Zine 2 The Printmaking Special

Page 1

Who Helen Corr is a visual artist whose practice is characterised by her complete curiosity about her relationships with others. Her recent works have focused on the experience of watching first her mother and then her father go into palliative care and die. Her works combine the mediums of photography, painting and printmaking; with the often densely layered photographs suggestive of multiple layers of self. Helen has just completed a BA of Photography with a specialization in fine arts at the Queensland College of Art and is always interested in opportunities for collaborations and exhibiting.

Zine No 2 The Printmaking Special

Contact

June 2015

Email: helenccorr@gmail.com

HCC

HELEN C CORR Helen C Corr

Visual Artist


Artist Statement

My drawings don't start with a 'beautiful mark'," writes Kentridge, thinking about the activity of printmaking as being about getting the hand to lead the brain, rather than letting the brain lead the hand. "It has to be a mark of something out there in the world. It doesn't have to be an accurate drawing, but it has to stand for an observation, not something that is abstract, like an emotion (http://en.wikipedia.org/wiki/William_Kentridge).

Death. Diminishment of the physical. Bodies, space and place. These series of works are influenced by my spending time in a palliative care ward. They are influenced by a need to give voice to the discourse of the sacred places that contain the worlds of the scared and dying. As such each plate contains images, but also words that were spoken to me during my time in this place. The series of images are set in the palliative care ward. The figures appear gaunt and almost bodiless as a representation of their gradual loss of social place/position. In one image a rainbow python is in the process of devouring a patient. This is a homage to an indigenous Australian cultural reference to cycles of creation. I use clocks and old currency for their more culturally European metaphorical allusions to time and the past. In making these images I employed techniques of intaglio and monoprinting; with graphic outlines rendered in black and a rainbow style roller application of inks to the plate. This graphic effect provided the comic book format that I desired as a familiar and ‘friendly’ genre that could carry a serious message in a way that people were comfortable with. The rainbow roller effect added a three dimensional look to the prints and allowed for a more random application of colour than single layer colour printing would have. Randomness felt appropriate to the project as there is nothing tidy about death. For this reason the works were created on hand made paper.

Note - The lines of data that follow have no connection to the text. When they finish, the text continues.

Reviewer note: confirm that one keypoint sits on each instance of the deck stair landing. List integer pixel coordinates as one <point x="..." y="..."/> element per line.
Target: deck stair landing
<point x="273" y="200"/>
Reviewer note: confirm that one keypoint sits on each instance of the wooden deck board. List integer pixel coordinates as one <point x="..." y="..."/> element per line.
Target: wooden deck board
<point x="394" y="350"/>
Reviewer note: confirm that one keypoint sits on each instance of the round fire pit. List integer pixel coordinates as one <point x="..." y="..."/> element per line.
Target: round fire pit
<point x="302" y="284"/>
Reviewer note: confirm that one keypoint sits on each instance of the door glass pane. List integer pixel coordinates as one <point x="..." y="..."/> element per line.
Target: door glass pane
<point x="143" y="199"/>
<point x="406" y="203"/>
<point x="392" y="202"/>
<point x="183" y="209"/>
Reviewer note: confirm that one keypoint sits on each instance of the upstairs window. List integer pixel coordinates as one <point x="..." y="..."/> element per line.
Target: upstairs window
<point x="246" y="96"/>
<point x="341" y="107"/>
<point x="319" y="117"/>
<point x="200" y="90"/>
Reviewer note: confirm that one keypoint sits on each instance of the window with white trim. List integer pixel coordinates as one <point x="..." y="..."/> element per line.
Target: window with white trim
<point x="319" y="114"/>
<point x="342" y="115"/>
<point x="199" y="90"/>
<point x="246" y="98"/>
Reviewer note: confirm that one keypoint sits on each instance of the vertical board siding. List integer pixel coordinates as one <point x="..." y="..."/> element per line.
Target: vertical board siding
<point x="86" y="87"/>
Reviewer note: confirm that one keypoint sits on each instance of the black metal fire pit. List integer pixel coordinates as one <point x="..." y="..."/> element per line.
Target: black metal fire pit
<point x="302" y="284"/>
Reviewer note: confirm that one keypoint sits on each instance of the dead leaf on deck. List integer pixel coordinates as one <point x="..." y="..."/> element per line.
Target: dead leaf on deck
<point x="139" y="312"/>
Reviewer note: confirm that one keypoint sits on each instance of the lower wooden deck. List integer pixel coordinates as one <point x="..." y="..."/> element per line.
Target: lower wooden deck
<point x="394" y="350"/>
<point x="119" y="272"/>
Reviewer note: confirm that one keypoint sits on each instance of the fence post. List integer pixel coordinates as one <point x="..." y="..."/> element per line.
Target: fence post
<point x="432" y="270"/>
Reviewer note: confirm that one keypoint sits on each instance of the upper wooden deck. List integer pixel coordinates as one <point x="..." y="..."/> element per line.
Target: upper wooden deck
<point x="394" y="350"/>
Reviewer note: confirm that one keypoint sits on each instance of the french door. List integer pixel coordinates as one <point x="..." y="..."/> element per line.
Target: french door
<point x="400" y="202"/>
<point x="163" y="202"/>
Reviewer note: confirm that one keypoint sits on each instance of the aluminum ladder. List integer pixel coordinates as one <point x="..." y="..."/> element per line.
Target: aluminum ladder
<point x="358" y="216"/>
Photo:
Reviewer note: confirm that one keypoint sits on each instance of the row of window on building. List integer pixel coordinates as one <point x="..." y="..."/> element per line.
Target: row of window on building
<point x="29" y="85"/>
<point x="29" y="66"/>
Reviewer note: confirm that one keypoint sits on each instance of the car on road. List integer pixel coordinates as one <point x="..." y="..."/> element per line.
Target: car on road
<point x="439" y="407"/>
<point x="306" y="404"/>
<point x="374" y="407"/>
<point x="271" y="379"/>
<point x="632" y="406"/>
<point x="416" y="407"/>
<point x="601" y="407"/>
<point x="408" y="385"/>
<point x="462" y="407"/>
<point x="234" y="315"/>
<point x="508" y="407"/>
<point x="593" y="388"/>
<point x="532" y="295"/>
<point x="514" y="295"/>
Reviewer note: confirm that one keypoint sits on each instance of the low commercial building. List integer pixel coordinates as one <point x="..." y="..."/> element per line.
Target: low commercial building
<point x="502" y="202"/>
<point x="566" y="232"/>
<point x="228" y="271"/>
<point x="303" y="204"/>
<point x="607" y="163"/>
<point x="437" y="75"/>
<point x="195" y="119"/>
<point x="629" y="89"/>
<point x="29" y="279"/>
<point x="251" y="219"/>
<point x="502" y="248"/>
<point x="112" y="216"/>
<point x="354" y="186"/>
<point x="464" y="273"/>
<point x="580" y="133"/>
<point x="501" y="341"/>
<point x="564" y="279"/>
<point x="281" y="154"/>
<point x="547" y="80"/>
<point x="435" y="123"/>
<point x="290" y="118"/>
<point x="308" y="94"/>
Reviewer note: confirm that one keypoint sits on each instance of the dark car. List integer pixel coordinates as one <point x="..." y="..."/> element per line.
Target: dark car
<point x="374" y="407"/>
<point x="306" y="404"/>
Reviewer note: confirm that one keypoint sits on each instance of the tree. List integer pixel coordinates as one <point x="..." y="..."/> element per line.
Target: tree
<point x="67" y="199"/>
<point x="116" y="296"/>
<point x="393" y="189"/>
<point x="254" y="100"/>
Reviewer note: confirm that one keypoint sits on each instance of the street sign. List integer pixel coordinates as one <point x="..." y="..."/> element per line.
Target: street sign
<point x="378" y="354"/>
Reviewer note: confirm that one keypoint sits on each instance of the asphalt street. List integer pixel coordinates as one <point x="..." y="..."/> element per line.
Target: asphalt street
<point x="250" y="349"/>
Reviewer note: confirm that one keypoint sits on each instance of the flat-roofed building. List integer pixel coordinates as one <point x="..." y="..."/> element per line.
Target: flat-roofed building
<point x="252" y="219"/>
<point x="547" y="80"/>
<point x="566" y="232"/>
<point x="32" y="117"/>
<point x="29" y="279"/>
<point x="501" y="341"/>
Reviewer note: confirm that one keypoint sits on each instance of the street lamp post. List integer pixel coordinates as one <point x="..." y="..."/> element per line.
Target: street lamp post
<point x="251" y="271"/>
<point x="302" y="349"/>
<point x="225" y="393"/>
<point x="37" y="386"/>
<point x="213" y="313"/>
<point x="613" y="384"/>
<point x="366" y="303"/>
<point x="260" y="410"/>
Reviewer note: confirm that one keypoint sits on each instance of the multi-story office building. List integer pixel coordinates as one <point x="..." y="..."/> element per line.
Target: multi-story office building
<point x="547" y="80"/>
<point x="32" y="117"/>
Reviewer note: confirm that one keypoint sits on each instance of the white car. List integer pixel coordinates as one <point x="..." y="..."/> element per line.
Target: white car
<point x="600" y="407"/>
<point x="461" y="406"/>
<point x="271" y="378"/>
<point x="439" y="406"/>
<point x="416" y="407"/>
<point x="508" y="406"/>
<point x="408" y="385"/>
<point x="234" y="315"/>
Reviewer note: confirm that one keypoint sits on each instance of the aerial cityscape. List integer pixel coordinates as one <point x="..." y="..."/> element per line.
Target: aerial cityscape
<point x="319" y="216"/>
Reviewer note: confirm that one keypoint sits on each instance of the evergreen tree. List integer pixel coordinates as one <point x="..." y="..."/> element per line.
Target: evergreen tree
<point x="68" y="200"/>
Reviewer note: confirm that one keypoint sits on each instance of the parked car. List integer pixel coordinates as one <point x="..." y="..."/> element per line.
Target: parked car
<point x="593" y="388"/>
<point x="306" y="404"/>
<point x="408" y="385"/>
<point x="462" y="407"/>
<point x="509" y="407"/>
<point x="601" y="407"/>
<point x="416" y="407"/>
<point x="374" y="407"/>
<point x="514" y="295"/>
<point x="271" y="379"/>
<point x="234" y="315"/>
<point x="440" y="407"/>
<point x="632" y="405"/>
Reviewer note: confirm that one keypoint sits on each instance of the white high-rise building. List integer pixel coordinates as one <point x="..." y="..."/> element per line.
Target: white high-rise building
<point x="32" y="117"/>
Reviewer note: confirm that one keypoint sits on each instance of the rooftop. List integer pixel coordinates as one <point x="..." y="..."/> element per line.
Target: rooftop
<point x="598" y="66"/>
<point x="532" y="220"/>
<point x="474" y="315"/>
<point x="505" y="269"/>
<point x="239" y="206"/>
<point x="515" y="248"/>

Handmade paper adds the element of humanity and random perfection that machine made paper would lack. I wanted the rough edges, uneven thickness and generally tactile presence handmade paper provided. The edges of death are rough; even with hospital corners and this work needed to reflect that. The work also needed to reflect a culturally western unease with death.

In order to portray this unease the colours that I use are mostly muted, slightly darkish, while the figures are roughly hewn and rise from hard platforms bearing grim or frightened faces. In this they take some influence form the works of Anna Pacheco whose work Comedia I lurches uneasily out of the darkness and Bill Viola whose figures in his video installation works lose and gain form as he bathes them in light and water. It draws also on the rougher sensibilities of Roger Ballan whose monochromatic practice mixes the mediums of fine art and photography using bleak, childlike paintings in his photography and video works. Jenny Watson and her touching colourful paintings of figures influence my work as her pieces are generally autobiographical, her figures simply rendered and the backgrounds sparse. My work aims to do all of that, though it mostly aims to represent my life.